It only takes a few words from Hideo Kojima to set the internet ablaze, and he duly did recently when he toyed with the idea of having someone remake the original Metal Gear Solid. Again. Oddworld: New 'N' Tasty developers Just Add Water has already publicly petitioned for the job.
We'd urge him to rethink his words. It's not that Metal Gear Solid can't be remade - it already has, of course - it's that it probably shouldn't be (again). Or, at least, not without substantial reworking - which has its own problems.
Take the last effort, 2004's Gamecube exclusive MGS: The Twin Snakes. Arriving on a crest of hype - GameCube exclusive, developed by Silicon Knights before it went totally Kurtz, and overseen by both Kojima and Miyamoto (the games industry equivalent of Audioslave, as it turns out). It also had redesigned and directed cutscenes by famed Japanese director Ryuhei Kitamura, and incorporated systems from Metal Gear Solid 2.
The best game ever, right? On paper, it's not too far off. In practice, it was apparent that MGS 2's mechanics - first person aiming being the primary one - didn't suit the original game's stages, which were built for a top down view. By aiming down the sight, players could simply shoot their way through the game with a silenced pistol, before hiding the bodies in lockers. (Boss fights became exceptionally easy as well, reducing the level of tension that the original game cranked up so perfectly.)
Sure, you didn't need to shoot everyone - you could instead sneak past guards, much the same as before. The problem, however, was that it wasn't the same. For MGS fans, every little change from the revered original irked. Musical cues were changed thanks to copyright disputes, Naomi Hunter lost her British accent, and the new cutscenes went down like a fart in a crowded cardboard box - this one in particular seemed to offend pretty much everyone.
So, how would Kojima ensure that any re-remake didn't fall into the same traps? Well, the easy answer is to make it exactly, exactly the same, but with shiny new graphics. But then, many will moan that it's too old-school. Change the layout of the levels to fit in with new mechanics and it won't be MGS, and you'll still have the problem, like in Crysis 2, that one-shot kills with the silenced pistol make it the best weapon in the game, breaking the weapon progression (granted, that's less important here, but still).

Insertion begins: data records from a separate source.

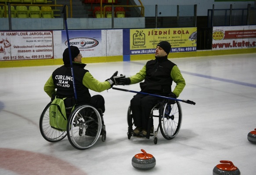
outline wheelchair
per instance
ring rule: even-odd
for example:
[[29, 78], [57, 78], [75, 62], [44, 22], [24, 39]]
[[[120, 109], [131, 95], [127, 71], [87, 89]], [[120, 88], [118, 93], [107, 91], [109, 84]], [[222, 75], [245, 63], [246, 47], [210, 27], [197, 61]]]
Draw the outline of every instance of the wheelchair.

Remaking for nostalgia's sake never really works, because invariably some things change - just look at Tony Hawk HD, which lost some of its music (and just wasn't very good). Others have faired better: Zelda 3DS worked, and the anniversary editions of Halo/Tomb Raider where also well received.
The king of all remakes, of course, is Resident Evil, also on Gamecube. But there's a reason for this: it took an already scary game, and made it scarier still via the confines set by the original game: pre-rendered backgrounds, static cameras, tank controls. That framework enabled Resi to easily be updated: simply replace lower-resolution backdrop with new, higher resolution one, add a few new puzzles (that are still in keeping with the ones that came before) and you're done. Capcom could do that now.
Remaking MGS, on the other hand, will require more than jamming new into the old - what's there simply can't support it. It'll have to be a reimagining, to incorporate modern systems and graphics into a game that is, for all intents and purposes, played on a 2D, grid style system, at heart if not in actuality.
Either way, it's a tough job, and one I suspect might not be worth all the effort.